Python Forum

Full Version: Convert dataframe string column to numeric in Python
You're currently viewing a stripped down version of our content. View the full version with proper formatting.
Hello,
I have taken a sample data as dataframe from an url and then added columns in that. While I try to perform some calculations, I realised that column 'Dage' and 'Cat_Ind' are not numeric but string. So, how to convert them to numeric so as to do next level of analysis?

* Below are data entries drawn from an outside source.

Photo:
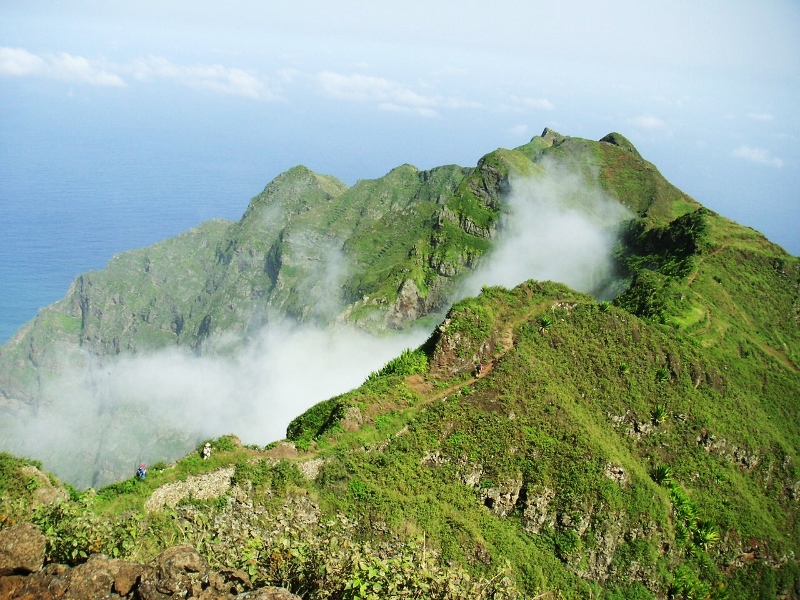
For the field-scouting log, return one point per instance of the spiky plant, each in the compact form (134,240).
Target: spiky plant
(705,534)
(661,474)
(659,414)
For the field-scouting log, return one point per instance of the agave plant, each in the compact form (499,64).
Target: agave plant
(661,474)
(705,534)
(659,414)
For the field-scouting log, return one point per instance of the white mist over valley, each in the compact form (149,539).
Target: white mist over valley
(556,226)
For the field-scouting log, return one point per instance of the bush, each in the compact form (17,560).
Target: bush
(410,362)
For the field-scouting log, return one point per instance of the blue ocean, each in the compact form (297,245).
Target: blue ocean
(67,210)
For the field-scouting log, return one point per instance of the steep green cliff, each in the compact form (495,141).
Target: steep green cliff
(642,448)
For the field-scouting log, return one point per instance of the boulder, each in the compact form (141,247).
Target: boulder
(21,549)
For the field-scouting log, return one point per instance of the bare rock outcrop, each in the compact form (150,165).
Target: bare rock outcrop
(179,572)
(199,487)
(21,549)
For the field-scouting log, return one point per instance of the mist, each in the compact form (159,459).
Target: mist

df2=pd.read_csv("http://users.stat.ufl.edu/~winner/data/agedeath.dat", header = None)
df2.columns =["col1"]
print (df2)
df3 = df2.col1.str.split(expand = True)
df3.columns = ["Cat","Dage", "Cat_Ind"]
print (df3)
Resulting dataframe is:
Output:
Cat Dage Cat_Ind 0 aris 21 1 1 aris 21 2 2 aris 21 3 3 aris 21 4 4 aris 21 5 ... ... ... ... 6181 sovr 95 1436 6182 sovr 95 1437 6183 sovr 97 1438 6184 sovr 100 1439 6185 sovr 101 1440 [6186 rows x 3 columns]
Here is the problem: I use below code -
df3['Dage'].min()
getting output as:
Output:
'100'
I suspect that this must be due to the fact that column 'Dage' is not here as the integer- but string.

Q. How to get this column converted to integer values? Please help
Did you even look at the docs? read_csv takes a parameter dtype that lets you specify the types of the columns: https://pandas.pydata.org/docs/user_guid...-csv-table.